Also - i have a sling which i use in the day to get stuff done. She really likes to snooze on us so daytime naps are not so easy at the minute, but i am slowly working on that. Good luck x

MustardScreams · 05/10/2019 19:02

Dd sort of put herself into a routine at around 3/4 months. Although she stayed with me downstairs (or I went to be early I’d knackered) until 6 months because of SIDS guidelines. But I did bath, massage, bf and bed with her every night from about 3 months onwards. Then when she went into her own room at 1 she knew the routine and it quite an easy transition,

feelingsicknow · 05/10/2019 19:41

I don't know if you have been consulting any baby/parenting books but step one is to burn them all.

They had me like this from an early stage - concerned about routines and feeling pressure to follow them.

Once I consciously decided to ignore them when DS was 16 weeks old, I felt much better.

Do what works for you and baby and tune into him - we didn't have much of a 'routine' (and I prefer to call it a pattern) until he was about 4/5 months.

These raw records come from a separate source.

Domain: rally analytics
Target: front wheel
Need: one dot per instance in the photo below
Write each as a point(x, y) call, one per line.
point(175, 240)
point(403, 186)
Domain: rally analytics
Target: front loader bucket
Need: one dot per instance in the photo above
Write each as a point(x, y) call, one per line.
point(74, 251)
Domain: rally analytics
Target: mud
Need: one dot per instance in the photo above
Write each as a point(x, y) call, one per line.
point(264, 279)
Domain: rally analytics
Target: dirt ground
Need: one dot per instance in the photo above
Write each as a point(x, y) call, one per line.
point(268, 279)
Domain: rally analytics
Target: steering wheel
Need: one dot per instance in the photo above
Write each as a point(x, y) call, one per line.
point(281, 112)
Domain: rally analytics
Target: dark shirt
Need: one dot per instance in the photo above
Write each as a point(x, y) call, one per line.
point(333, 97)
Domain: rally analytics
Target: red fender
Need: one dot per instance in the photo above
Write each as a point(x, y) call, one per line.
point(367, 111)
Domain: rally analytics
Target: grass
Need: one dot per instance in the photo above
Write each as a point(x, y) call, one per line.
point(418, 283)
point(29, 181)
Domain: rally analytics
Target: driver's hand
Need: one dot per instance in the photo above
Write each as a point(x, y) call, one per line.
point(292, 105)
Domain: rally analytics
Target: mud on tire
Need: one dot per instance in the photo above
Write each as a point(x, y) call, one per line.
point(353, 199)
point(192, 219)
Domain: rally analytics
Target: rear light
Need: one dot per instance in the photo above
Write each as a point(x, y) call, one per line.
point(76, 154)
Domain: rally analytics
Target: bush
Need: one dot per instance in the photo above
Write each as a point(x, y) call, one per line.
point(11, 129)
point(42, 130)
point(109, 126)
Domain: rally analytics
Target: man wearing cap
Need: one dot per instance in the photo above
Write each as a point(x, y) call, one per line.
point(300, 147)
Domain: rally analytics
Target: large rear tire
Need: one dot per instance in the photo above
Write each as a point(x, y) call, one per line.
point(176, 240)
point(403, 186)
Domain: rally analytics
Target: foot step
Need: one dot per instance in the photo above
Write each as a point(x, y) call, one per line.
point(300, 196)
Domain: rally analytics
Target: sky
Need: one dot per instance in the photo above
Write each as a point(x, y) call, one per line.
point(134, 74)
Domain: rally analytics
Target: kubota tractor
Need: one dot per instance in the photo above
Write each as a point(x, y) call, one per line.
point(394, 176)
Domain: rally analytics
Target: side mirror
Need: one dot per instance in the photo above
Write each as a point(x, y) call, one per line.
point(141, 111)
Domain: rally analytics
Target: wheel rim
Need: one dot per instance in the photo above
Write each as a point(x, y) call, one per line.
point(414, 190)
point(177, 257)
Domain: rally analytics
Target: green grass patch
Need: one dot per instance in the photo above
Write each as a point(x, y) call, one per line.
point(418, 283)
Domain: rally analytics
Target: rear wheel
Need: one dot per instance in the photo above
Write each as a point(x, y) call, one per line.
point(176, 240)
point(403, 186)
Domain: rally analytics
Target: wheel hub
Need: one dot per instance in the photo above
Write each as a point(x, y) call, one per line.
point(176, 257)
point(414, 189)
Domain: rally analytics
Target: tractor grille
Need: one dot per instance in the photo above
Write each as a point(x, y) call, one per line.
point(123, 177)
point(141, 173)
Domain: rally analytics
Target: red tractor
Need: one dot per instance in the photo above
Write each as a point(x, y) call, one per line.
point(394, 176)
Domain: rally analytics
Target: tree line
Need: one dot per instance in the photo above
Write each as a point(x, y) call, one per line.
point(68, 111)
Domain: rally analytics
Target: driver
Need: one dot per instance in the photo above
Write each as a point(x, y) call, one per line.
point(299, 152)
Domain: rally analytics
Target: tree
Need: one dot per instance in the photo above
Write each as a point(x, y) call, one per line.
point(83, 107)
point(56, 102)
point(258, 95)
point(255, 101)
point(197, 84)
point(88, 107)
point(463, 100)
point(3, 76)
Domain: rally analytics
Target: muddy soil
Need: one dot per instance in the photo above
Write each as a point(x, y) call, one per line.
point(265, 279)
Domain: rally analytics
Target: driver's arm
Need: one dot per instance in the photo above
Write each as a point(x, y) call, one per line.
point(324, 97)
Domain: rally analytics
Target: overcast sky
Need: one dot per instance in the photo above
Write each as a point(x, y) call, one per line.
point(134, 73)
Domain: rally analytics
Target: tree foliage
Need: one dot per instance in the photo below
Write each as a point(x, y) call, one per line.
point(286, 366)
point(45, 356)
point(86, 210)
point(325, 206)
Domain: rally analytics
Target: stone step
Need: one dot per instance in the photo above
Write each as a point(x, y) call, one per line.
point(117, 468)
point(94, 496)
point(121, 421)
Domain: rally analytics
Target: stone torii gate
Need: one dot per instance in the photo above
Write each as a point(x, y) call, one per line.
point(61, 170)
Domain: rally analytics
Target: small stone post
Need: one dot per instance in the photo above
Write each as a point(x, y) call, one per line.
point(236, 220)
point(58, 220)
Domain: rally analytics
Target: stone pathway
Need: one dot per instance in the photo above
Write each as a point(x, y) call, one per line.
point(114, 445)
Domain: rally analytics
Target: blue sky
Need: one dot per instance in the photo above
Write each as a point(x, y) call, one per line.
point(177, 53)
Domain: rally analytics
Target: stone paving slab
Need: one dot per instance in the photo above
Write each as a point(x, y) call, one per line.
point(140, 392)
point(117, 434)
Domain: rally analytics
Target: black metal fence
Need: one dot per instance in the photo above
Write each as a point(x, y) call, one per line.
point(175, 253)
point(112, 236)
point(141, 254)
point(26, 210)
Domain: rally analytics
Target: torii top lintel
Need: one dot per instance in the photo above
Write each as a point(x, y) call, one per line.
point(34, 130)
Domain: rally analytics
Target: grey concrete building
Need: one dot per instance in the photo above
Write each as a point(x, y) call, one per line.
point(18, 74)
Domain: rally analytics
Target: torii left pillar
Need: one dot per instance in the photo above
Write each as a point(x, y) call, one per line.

Congratulations and enjoy the evening cuddles! Xxx

ipfreeley · 05/10/2019 20:28

Great advice from all of you thank you! I mentioned Gina Ford to my midwife and she visibility flinched!
I think working with what we've got makes sense, and the sling is a great shout! I have one... I just need to get a bit better at using it.. last time she ended up hanging around my waist!!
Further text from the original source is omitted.